1993 Australian film by John Dingwall

The Custodian is a 1993 Australian mystery thriller film written and directed by John Dingwall in his last directorial effort. The film stars Anthony LaPaglia, Hugo Weaving, Barry Otto, and Dingwall's real life son Kelly Dingwall in his last feature film before he retired from acting in 1997. LaPaglia plays Det. Sgt. James Quinlan, a police officer who attempts to bring to justice a cabal of corrupt cops, which includes his partner, Det. Frank Church, played by Weaving.

John Dingwall claims that he wrote around 16 drafts of the script.

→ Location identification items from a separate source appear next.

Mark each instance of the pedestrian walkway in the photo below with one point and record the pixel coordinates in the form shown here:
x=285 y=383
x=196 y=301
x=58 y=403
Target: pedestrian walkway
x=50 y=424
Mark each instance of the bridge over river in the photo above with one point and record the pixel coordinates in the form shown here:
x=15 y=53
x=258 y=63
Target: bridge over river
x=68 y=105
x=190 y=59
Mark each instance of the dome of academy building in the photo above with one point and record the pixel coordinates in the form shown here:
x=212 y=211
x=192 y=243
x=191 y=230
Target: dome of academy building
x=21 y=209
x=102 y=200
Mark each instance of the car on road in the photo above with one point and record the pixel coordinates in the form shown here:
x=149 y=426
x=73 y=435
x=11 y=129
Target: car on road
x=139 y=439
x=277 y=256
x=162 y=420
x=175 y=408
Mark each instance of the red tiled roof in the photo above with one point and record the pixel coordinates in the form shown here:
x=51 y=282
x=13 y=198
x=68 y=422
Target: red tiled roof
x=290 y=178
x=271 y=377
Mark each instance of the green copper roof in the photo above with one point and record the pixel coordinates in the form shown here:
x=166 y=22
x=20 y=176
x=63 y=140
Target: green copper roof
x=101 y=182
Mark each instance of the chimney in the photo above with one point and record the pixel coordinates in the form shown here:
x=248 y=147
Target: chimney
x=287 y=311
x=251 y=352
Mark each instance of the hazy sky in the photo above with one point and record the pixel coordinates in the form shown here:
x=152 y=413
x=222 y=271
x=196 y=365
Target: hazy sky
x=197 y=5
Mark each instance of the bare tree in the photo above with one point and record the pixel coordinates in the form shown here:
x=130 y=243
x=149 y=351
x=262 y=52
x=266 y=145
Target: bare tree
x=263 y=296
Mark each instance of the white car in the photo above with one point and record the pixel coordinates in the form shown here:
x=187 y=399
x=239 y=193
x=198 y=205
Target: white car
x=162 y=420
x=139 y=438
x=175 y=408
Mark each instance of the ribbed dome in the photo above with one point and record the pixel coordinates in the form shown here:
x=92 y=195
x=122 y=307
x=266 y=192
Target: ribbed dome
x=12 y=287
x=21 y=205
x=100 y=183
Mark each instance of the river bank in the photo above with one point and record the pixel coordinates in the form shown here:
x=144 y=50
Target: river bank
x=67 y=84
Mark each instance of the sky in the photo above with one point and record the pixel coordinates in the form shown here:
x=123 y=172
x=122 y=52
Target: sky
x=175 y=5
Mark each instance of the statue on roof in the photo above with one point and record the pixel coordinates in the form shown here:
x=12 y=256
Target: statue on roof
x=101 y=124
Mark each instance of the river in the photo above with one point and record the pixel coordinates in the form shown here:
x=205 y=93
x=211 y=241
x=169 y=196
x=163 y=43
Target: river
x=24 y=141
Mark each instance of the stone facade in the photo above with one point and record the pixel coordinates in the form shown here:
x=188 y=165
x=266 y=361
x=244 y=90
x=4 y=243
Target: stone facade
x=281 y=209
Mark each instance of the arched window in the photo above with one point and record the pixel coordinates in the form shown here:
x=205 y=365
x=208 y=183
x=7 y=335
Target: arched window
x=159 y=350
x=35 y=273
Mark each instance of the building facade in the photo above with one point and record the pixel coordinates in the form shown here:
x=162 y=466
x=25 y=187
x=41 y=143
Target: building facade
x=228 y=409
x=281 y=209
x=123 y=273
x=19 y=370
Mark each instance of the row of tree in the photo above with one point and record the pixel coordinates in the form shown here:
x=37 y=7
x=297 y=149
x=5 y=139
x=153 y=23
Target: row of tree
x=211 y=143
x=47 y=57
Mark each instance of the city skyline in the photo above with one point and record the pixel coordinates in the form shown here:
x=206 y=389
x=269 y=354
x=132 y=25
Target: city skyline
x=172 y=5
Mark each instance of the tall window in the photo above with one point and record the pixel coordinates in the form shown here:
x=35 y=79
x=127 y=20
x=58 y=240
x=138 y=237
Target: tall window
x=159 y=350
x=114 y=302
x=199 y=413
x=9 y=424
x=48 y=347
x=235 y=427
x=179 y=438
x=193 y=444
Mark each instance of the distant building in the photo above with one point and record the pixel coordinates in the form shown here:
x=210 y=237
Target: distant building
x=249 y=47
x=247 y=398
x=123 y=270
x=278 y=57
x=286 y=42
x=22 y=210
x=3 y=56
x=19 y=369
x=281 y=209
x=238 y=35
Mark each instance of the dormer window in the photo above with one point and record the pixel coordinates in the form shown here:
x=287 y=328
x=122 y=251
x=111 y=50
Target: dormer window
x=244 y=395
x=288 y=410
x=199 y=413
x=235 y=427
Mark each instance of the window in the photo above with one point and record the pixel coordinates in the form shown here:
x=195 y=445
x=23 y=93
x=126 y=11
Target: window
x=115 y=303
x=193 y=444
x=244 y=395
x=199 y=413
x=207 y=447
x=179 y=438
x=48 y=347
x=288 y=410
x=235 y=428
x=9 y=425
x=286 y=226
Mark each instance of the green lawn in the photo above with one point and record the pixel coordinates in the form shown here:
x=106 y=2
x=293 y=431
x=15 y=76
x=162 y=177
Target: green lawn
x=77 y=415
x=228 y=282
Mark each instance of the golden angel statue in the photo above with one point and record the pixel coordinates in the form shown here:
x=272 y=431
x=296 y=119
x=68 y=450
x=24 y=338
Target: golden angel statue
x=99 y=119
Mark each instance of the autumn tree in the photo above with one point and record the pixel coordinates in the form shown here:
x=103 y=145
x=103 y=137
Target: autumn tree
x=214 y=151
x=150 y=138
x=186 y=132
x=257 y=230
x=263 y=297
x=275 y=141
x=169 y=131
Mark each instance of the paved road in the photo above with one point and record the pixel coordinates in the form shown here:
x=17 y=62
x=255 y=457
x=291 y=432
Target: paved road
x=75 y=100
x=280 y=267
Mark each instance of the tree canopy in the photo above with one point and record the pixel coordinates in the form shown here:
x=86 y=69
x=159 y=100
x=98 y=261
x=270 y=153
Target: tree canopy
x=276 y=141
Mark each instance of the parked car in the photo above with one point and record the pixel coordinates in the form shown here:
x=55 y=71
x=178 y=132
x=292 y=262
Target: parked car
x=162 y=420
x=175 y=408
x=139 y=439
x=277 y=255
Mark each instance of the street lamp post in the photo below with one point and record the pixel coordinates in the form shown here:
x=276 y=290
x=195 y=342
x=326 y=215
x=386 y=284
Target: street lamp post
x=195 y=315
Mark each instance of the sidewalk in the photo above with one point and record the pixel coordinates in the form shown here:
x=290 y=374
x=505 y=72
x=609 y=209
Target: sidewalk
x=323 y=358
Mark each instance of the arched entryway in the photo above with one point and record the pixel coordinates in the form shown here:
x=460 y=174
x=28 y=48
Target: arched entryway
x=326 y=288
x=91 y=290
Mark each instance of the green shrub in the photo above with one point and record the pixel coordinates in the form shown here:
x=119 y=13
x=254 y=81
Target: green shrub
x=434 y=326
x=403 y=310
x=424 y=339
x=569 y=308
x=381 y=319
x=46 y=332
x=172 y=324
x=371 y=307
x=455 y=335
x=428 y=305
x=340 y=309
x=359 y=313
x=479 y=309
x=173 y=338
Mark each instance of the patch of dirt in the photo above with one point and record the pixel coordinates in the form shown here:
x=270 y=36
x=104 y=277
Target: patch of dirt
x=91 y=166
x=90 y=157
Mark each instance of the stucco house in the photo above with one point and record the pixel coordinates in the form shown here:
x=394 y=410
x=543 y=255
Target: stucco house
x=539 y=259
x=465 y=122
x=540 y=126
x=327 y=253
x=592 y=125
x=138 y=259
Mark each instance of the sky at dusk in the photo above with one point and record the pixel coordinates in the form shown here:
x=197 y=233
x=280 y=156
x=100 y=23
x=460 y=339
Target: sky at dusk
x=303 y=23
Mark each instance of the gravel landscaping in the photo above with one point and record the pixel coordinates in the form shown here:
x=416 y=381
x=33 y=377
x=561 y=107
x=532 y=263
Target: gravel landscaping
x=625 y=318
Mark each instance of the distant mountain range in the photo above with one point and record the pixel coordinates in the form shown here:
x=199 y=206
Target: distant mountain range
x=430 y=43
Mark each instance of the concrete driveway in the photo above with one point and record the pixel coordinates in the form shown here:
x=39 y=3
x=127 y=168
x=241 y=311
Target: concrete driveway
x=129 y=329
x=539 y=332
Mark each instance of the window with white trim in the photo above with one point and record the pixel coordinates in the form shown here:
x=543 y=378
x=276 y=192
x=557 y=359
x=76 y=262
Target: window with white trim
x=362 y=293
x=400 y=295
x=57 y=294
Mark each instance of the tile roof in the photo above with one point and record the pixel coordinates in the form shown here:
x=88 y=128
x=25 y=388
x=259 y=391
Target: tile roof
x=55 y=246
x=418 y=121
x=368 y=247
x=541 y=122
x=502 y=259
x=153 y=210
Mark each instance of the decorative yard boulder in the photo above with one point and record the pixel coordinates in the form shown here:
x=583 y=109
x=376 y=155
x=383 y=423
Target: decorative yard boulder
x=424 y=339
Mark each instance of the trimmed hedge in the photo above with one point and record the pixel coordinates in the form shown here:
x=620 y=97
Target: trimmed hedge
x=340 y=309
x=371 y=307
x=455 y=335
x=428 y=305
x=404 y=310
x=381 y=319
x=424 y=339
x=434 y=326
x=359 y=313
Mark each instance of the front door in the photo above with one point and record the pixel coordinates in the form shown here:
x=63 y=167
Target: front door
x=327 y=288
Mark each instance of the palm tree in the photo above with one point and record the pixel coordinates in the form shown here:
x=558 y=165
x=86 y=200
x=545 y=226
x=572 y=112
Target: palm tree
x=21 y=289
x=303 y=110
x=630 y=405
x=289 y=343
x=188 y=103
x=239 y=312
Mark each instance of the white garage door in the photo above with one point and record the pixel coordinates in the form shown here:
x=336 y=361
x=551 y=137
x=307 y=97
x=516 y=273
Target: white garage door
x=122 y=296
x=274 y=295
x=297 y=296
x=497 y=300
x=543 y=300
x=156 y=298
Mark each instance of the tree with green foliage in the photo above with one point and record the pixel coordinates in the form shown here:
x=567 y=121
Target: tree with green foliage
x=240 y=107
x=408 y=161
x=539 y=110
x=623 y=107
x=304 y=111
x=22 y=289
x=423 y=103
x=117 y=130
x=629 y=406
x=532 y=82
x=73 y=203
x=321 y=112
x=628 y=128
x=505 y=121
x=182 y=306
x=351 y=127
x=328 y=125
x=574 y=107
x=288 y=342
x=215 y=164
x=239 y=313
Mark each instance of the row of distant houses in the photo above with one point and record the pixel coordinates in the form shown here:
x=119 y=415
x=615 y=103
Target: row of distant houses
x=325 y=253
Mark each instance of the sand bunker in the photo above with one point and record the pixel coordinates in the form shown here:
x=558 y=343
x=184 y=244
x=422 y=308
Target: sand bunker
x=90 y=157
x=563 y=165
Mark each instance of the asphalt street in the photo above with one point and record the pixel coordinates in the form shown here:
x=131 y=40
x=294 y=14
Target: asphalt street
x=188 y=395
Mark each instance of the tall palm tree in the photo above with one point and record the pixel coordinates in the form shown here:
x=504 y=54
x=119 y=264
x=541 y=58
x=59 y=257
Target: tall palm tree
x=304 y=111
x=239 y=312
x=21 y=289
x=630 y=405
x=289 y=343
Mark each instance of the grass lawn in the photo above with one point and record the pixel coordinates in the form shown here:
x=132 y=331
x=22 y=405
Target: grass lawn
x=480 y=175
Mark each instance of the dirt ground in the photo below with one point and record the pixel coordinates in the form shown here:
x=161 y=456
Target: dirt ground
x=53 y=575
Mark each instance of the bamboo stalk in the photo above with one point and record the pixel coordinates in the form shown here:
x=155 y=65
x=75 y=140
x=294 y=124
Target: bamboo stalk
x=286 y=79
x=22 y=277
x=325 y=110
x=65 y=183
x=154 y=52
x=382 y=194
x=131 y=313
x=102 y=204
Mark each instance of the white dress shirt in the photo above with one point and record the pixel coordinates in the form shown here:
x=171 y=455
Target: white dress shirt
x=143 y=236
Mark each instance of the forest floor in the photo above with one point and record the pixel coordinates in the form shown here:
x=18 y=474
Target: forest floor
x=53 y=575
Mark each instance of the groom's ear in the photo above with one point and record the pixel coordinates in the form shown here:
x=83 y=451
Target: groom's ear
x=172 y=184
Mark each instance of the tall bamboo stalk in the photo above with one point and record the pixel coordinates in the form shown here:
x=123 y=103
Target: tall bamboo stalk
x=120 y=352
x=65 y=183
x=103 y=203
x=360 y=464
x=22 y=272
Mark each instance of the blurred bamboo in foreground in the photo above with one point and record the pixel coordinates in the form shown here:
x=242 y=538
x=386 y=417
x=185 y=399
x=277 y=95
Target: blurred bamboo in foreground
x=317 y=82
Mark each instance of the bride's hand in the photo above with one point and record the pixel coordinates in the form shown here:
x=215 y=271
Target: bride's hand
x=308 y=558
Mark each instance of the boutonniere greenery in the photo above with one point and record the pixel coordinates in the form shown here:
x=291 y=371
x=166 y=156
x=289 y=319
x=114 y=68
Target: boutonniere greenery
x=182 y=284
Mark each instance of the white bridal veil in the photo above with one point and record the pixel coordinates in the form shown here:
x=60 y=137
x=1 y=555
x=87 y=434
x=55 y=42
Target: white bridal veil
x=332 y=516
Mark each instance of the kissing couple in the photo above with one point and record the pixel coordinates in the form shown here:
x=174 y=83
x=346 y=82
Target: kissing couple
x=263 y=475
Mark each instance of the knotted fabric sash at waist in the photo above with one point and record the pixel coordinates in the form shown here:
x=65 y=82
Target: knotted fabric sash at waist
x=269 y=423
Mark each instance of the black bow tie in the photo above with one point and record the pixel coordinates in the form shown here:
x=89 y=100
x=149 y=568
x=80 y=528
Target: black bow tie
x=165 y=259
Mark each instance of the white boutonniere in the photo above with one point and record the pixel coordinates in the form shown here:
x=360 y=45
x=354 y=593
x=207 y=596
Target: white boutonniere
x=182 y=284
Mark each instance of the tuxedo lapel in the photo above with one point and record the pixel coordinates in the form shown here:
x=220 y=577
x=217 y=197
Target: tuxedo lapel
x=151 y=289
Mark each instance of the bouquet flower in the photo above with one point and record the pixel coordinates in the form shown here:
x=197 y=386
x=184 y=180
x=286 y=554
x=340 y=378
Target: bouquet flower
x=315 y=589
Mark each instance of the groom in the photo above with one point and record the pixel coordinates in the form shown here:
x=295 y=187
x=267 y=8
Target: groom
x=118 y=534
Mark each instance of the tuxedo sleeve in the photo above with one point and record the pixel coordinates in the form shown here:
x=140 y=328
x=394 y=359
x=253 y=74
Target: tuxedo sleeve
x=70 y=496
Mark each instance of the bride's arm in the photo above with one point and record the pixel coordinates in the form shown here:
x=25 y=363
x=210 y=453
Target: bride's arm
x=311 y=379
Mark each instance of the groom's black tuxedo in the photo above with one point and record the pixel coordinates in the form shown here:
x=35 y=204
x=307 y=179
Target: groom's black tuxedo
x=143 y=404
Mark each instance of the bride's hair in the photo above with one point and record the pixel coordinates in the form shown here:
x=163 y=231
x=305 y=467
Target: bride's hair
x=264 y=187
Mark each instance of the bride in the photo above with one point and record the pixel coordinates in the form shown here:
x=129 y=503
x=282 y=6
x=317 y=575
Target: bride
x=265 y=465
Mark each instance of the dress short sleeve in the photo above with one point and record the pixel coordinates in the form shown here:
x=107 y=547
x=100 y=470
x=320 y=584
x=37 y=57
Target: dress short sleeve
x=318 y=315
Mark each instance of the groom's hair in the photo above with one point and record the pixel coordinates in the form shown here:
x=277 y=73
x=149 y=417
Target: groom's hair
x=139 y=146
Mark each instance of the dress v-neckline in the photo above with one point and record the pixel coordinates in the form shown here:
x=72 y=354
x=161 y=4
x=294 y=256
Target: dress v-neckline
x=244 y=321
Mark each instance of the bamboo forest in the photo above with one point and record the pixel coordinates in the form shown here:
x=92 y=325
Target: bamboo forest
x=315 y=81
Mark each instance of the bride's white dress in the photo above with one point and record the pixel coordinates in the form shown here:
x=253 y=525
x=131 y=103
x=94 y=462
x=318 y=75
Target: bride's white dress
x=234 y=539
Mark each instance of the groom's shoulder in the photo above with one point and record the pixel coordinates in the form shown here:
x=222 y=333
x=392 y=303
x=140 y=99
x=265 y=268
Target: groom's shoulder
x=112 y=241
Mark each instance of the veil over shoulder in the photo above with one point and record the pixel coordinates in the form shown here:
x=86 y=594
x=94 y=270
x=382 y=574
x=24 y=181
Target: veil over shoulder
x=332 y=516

It received three Australian Film Institute nominations.

==Plot==
Detective Sgt. James Quinlan leaves his alcoholic wife after years of being nagged about their lifestyle, comparing him unfavourably with his friend and partner Frank Church whom he believes, but cannot prove, is corrupt. He abandons his straight life to join Church in order to get on the inside of the circle of double-agents, whose extent he cannot guess but must include high-ranking police, and probably judiciary and media. He establishes contacts with a young idealistic reporter and Ferguson, an Internal Affairs lawyer without revealing his identity, meanwhile building a dossier of corrupt officers, including himself. For his own protection he confides in no-one, and at the resulting trial is convicted and sentenced to 12 years' jail with six others. Only a codeword, "chicken neck", spoken by Quinlan leads the reporter to guess the truth and collaborates with Ferguson in getting Quinlan a reduced sentence.